Galway Cycling Campaign, March 2001,

The Galway Cycling Campaign can be contacted c/o the One World Centre, The Halls, Quay St, Galway


[1] Source: Tomorrow's roads: safer for everyone, The Government's road safety strategy and casualty reduction targets for 2010, UK Department of the Environment, Transport and the Regions, March 2000

[2] Census of Population 1991

[3] Irish Junction Design Practice, An Information Sheet, Galway Cycling Campaign, Feb 2001. 

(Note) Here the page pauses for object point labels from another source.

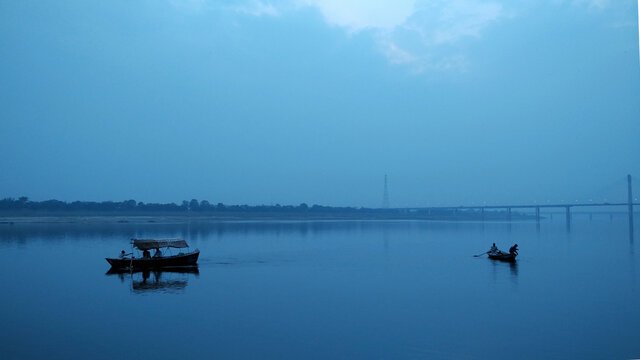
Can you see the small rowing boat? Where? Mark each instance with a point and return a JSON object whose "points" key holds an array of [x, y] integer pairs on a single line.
{"points": [[502, 256]]}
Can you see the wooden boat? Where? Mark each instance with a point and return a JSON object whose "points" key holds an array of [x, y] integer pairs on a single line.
{"points": [[502, 256], [158, 261]]}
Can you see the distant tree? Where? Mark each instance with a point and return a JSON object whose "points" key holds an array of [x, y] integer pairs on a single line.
{"points": [[129, 204]]}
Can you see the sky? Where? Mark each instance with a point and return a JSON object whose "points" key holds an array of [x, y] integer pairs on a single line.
{"points": [[458, 102]]}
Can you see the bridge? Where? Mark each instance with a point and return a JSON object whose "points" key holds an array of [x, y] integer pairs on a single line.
{"points": [[566, 206]]}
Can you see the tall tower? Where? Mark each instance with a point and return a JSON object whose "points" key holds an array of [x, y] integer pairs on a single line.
{"points": [[385, 197]]}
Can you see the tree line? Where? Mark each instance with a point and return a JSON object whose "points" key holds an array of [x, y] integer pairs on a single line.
{"points": [[23, 204]]}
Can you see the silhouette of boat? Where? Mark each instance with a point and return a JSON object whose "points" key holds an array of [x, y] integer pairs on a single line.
{"points": [[158, 261], [502, 256]]}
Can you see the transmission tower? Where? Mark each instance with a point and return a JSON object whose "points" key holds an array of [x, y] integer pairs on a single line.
{"points": [[385, 196]]}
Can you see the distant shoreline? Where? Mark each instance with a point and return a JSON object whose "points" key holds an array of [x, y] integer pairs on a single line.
{"points": [[10, 219]]}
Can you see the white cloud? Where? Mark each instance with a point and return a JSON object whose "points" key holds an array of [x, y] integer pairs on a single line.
{"points": [[413, 32], [258, 8], [357, 15], [191, 6]]}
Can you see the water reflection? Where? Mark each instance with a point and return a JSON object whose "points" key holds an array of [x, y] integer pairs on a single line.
{"points": [[173, 280], [499, 269]]}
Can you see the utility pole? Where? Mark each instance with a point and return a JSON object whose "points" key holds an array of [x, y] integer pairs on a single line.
{"points": [[385, 196], [630, 204]]}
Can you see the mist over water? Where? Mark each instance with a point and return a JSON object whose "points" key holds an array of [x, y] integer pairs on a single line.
{"points": [[343, 289]]}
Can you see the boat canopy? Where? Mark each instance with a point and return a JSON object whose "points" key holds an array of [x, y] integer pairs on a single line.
{"points": [[148, 244]]}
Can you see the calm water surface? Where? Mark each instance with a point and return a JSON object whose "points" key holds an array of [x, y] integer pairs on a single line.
{"points": [[292, 290]]}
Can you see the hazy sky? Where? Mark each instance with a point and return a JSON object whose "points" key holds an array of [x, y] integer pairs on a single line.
{"points": [[264, 102]]}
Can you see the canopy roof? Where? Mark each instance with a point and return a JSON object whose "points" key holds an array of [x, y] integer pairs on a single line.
{"points": [[148, 244]]}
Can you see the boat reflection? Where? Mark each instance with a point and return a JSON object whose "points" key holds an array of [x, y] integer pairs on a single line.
{"points": [[170, 280]]}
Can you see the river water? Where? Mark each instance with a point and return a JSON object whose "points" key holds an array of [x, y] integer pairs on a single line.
{"points": [[325, 289]]}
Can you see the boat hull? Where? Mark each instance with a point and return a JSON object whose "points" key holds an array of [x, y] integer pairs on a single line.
{"points": [[501, 256], [188, 259]]}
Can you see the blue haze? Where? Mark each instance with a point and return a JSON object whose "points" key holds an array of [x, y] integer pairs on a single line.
{"points": [[273, 102]]}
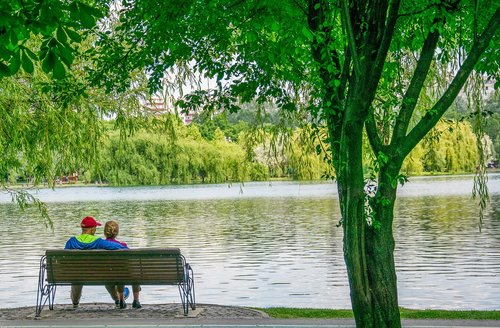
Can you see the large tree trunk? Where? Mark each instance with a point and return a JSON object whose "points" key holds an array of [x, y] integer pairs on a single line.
{"points": [[368, 248]]}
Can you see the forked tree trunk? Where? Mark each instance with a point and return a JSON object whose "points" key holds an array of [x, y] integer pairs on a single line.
{"points": [[368, 251]]}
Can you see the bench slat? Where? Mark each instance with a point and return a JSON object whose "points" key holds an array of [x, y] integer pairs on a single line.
{"points": [[158, 266]]}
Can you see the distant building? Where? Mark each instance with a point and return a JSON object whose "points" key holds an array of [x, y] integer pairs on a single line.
{"points": [[158, 105]]}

[4] RT.  181 Geometric Design Guidelines (Intersections at Grade), National Roads Authority 1997

[5] Design Manual for Roads and Bridges, Vol.  6- Road Geometry, Section 2-Junctions, Part 6, TD 42/95 Geometric Design of Major/Minor Priority Junctions. 

[6] Home Zones Briefing Sheet, Robert Huxford, Proc.  Instn.  Civ.  Engrs.  Transp.  135, 45-46, Feb, 1999

[7] Briefing Sheet, Child pedestrian safety in the UK, by Robert Huxford, Institution of Civil Engineers , Jan.  1997

[8] RS 453 Free Speeds on Urban Roads, National Roads Authority, July 2000. 

[9] RS 433, Road Accident Facts 1996, National Roads Authority, 1997

[10] Seatbelt Laws, Why you should be worried, Galway Cycling Campaign, November 2000.